Conformément au marché européen il est de plus en plus courant que des entreprises européennes aient des intérêts dans d'autres pays de l'Union, c'est le cas notamment des relations entre la France et l'Espagne. Jean Marc SÁNCHEZ, avocat aux barreaux de Paris et Madrid et responsable de la commission franco-espagnole du barreau de Paris offre au Monde du Droit un éclairage sur ce sujet.
Quand une entreprise française veut employer des salariés en Espagne elle peut opter pour 2 solutions: ou bien détacher ses propres salariés de façon temporaire en Espagne (dans ce cas, elle peut choisir de maintenir le régime de la Sécurité Sociale française), ou bien elle peut directement les embaucher en Espagne.
Concernant la première option, celle-ci relève de l'application du "Droit des Étrangers espagnols" (Derecho de Extranjería) si le salarié est d'origine extracommunautaire, puisque le "Droit des Etrangers européens" (Derecho de Extranjería europeo) est loin d'être uniforme et valide dans tous les pays membres de l'Union.
Si l'entreprise française décide d'employer directement des salariés en Espagne, l'entreprise a plusieurs possibilités. Si elle souhaite avoir un nombre de salariés réduit, avec une flexibilité de travail importante (journées, horaires) et dont la rétribution soit étroitement liée à des objectifs concrets (par exemple, les commissions sur les ventes) la meilleure solution est de conclure un contrat de nature commerciale.
La Sécurité Sociale espagnole oblige dans ce cas le salarié à s'inscrire localement et c'est au salarié de cotiser chaque mois.
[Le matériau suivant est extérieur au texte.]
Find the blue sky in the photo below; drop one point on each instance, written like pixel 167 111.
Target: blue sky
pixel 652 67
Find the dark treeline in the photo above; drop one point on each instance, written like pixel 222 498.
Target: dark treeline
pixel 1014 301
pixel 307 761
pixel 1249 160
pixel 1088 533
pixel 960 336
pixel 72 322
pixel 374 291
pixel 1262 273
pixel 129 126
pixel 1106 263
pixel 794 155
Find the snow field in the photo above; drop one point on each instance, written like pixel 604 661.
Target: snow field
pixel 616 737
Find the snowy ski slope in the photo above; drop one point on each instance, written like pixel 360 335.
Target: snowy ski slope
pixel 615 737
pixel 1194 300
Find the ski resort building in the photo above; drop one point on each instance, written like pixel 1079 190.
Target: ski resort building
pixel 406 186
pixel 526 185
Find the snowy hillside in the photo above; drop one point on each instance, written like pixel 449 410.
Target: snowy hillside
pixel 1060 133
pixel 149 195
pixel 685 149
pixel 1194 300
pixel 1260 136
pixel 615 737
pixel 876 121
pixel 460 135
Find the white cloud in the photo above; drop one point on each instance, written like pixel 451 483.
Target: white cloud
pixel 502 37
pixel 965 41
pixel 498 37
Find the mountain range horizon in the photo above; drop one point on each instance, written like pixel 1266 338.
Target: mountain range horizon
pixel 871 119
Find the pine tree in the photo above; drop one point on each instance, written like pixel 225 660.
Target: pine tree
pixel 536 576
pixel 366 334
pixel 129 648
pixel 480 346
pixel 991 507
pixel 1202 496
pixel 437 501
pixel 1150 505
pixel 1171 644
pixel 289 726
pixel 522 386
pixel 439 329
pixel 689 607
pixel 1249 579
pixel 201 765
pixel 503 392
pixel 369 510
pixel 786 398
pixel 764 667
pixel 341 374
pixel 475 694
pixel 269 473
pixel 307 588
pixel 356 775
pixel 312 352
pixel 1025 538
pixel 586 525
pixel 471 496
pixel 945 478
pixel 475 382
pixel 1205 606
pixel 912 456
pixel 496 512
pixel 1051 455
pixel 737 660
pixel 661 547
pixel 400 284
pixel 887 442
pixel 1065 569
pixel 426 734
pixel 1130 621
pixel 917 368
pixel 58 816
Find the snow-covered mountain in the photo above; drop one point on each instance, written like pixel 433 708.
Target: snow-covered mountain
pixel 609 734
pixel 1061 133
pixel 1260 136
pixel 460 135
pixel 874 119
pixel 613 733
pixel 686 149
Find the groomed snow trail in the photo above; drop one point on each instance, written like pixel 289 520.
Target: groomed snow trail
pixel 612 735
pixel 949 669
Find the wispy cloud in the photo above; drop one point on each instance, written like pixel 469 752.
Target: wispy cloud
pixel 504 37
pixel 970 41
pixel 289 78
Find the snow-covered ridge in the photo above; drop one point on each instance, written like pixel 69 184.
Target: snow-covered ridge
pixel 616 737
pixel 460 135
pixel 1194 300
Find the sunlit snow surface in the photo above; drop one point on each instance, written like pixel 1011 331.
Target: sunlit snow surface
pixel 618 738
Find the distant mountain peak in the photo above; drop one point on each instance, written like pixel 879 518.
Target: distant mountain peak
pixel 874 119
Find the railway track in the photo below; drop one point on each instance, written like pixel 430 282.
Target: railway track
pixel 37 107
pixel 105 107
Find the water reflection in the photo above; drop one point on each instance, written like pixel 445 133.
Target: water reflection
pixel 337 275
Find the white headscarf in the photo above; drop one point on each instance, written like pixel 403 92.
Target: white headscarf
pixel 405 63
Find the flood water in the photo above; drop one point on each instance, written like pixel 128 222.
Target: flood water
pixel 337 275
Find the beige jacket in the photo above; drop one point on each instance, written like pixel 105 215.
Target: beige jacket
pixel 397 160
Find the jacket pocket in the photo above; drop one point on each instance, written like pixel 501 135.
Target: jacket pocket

Cette option a des avantages évidents pour chaque partie, puisque le contrat commercial offre une grande flexibilité, et il est évident que pour l'entreprise employer en France un salarié a un coût chargé serait bien supérieur, surtout si le travail à accomplir s'échelonne sur une longue durée.
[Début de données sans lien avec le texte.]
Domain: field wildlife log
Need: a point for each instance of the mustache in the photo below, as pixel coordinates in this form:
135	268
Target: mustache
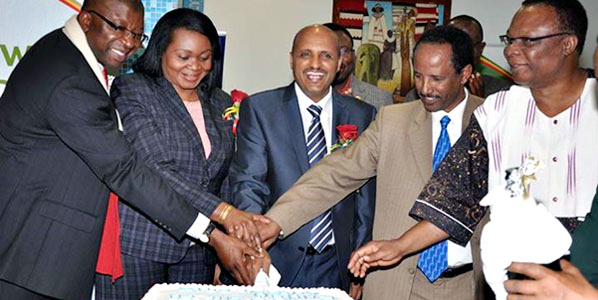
428	96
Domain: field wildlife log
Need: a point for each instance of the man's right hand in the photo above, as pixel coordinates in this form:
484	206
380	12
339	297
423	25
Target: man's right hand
268	229
374	254
233	254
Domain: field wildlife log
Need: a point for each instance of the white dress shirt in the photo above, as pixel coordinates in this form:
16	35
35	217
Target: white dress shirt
325	118
456	254
514	128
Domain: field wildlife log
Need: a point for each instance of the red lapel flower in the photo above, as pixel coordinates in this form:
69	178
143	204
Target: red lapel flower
232	112
347	133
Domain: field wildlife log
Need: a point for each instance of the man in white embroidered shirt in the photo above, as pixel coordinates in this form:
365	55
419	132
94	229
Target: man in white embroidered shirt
551	116
61	154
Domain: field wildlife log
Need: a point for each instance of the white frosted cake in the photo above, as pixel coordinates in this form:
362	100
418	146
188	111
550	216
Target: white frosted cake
227	292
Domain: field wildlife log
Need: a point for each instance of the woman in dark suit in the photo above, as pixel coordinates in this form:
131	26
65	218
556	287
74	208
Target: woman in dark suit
171	109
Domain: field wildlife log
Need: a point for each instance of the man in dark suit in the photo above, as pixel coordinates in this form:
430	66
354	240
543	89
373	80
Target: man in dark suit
401	147
61	154
277	129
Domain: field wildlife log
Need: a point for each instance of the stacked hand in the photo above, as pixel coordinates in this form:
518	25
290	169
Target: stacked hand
241	251
233	254
374	254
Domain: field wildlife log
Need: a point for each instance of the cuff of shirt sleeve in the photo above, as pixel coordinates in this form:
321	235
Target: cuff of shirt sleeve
458	232
198	228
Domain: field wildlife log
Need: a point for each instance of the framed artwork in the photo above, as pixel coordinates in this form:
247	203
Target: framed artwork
384	34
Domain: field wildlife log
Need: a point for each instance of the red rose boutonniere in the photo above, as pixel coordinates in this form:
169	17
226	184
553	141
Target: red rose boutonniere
347	134
232	112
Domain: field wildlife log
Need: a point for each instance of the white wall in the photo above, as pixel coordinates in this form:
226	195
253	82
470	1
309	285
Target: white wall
495	17
259	38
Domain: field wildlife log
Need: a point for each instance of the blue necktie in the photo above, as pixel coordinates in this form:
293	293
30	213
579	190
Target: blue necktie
321	231
433	261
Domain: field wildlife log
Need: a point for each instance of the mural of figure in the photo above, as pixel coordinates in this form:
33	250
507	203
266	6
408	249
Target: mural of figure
367	63
386	58
377	28
405	42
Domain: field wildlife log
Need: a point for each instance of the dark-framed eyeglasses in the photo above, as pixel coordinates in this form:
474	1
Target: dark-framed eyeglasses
140	37
528	41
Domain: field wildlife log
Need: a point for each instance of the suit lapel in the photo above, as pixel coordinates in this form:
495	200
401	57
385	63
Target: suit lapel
472	103
340	115
214	127
294	131
420	138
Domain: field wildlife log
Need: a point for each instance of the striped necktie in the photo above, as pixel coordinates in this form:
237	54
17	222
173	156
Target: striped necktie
109	258
433	261
321	231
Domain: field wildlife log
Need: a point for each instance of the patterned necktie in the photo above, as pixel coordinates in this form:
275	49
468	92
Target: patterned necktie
433	261
321	231
109	258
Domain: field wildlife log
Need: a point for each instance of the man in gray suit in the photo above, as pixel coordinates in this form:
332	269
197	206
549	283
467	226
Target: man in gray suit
398	148
347	84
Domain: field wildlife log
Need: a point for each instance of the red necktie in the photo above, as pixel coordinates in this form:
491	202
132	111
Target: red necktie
109	259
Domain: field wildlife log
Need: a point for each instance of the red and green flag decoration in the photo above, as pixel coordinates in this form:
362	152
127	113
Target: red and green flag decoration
490	68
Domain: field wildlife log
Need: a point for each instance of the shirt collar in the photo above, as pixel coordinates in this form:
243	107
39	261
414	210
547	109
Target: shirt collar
75	34
455	114
305	101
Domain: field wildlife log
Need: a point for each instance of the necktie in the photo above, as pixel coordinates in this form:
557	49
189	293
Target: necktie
433	261
321	231
109	258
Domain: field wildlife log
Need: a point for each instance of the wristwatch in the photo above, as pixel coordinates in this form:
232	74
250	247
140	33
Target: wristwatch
205	237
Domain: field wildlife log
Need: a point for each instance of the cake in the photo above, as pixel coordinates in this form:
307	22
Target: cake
179	291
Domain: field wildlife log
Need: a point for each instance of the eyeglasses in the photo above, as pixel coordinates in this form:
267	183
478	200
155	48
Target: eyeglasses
140	37
528	41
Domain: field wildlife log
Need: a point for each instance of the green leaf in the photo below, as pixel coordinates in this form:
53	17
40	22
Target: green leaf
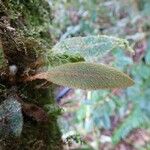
1	57
11	120
86	76
91	46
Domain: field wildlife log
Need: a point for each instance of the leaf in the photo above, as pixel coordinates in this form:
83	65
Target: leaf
11	120
91	46
86	76
1	55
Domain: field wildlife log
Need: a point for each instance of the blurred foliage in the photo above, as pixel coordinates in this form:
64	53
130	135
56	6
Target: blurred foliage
94	114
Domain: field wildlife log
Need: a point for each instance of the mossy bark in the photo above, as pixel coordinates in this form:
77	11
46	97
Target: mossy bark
25	39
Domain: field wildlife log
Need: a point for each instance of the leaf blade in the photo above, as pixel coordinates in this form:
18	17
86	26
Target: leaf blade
90	46
86	76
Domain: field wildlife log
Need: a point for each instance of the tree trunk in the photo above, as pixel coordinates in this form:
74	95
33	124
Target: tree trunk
24	39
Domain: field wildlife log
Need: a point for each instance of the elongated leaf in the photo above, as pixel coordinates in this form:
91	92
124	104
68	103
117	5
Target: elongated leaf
1	55
86	76
11	120
91	46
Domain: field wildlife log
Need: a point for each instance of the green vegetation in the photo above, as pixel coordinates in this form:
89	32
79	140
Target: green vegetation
74	43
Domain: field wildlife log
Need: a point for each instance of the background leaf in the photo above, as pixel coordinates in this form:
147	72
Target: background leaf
90	46
86	76
11	120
Cependant, si l'entreprise désire avoir un grand nombre de salariés en Espagne ou même s'ils sont peu nombreux mais qu'il s'agit de salariés dont la relation de travail suppose une plus grande proximité, la meilleure option est de créer une filiale en Espagne.
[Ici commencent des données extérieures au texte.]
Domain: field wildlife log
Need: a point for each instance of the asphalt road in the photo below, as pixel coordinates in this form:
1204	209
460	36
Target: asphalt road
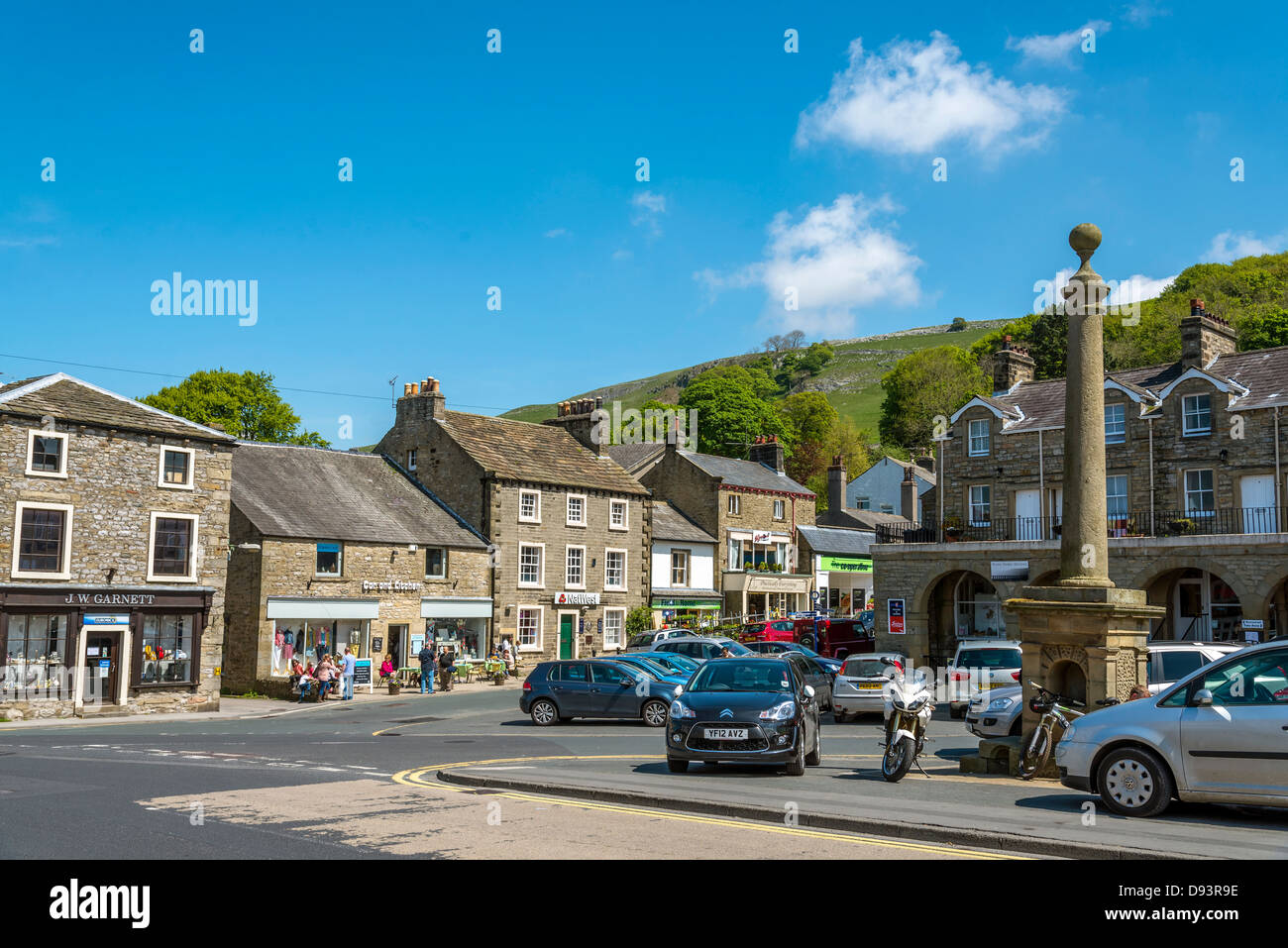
357	780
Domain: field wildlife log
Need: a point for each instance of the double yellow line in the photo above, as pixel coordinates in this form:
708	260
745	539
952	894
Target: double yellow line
423	777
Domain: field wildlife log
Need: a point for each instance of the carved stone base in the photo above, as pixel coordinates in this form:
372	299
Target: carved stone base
1086	643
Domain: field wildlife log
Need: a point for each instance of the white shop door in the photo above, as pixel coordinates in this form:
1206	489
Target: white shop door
1257	493
1028	514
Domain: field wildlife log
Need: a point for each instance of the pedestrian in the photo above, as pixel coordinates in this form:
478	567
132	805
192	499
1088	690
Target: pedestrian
428	664
347	674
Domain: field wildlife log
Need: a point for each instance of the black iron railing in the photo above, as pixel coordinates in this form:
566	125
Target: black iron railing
1136	523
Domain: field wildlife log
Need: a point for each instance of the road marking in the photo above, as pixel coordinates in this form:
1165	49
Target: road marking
415	777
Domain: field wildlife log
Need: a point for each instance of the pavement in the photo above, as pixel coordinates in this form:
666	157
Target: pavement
465	775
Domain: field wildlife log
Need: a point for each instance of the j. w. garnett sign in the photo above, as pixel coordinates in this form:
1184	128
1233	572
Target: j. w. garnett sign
110	599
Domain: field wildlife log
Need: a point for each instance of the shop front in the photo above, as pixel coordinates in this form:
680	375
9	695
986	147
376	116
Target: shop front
459	623
687	612
71	651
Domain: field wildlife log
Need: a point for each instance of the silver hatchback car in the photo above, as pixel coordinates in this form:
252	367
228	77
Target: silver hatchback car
1218	736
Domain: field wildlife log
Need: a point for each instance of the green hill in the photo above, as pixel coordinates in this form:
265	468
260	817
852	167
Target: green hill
851	381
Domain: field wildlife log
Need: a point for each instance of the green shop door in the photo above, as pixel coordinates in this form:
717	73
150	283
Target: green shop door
567	627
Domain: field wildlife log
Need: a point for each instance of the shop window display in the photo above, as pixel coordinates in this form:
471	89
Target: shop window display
166	649
37	655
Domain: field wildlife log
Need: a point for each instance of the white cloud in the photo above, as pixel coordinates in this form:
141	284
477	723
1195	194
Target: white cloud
1229	245
1055	48
647	210
913	97
836	260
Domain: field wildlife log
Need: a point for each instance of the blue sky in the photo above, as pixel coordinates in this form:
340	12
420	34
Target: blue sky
518	170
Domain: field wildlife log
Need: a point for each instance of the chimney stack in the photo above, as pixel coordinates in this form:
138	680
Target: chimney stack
1012	365
836	483
1205	337
768	451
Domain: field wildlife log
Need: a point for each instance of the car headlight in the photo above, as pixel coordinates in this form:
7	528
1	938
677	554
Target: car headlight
780	712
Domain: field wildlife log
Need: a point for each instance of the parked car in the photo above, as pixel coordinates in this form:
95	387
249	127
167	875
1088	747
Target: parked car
642	640
746	710
777	648
861	685
980	665
699	648
1000	711
1218	736
555	691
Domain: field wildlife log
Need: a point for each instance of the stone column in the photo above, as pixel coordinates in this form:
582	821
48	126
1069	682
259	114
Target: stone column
1083	540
Cette filiale aura une personnalité juridique propre, telle que par exemple la Société à responsabilité limitée (Sociedad Limitada), qui aura son propre numéro de Sécurité sociale et emploiera directement les salariés, en application du régime de la Sécurité Sociale espagnole et du Droit du Travail espagnol.
Le droit espagnol permet également qu'un représentant légal ayant un domicile en Espagne embauche des salariés, mais cette formule assure moins de sécurité juridique que les options précédentes et elle est moins utilisée dans la pratique.
Enfin, il est également possible que l'entreprise emploie directement le salarié depuis la France, mais dans ce cas le contrat de travail serait un contrat de travail international, un type de contrat qui est beaucoup plus adapté aux cadres dirigeants dont la mobilité transnationale est importante et qui peut présenter des problèmes à l'heure de déterminer quel droit est applicable ou quels tribunaux seraient compétents.
En revanche, en cas de détachement pur et simple à partir de la France, le contrat reste alors soumis au droit français.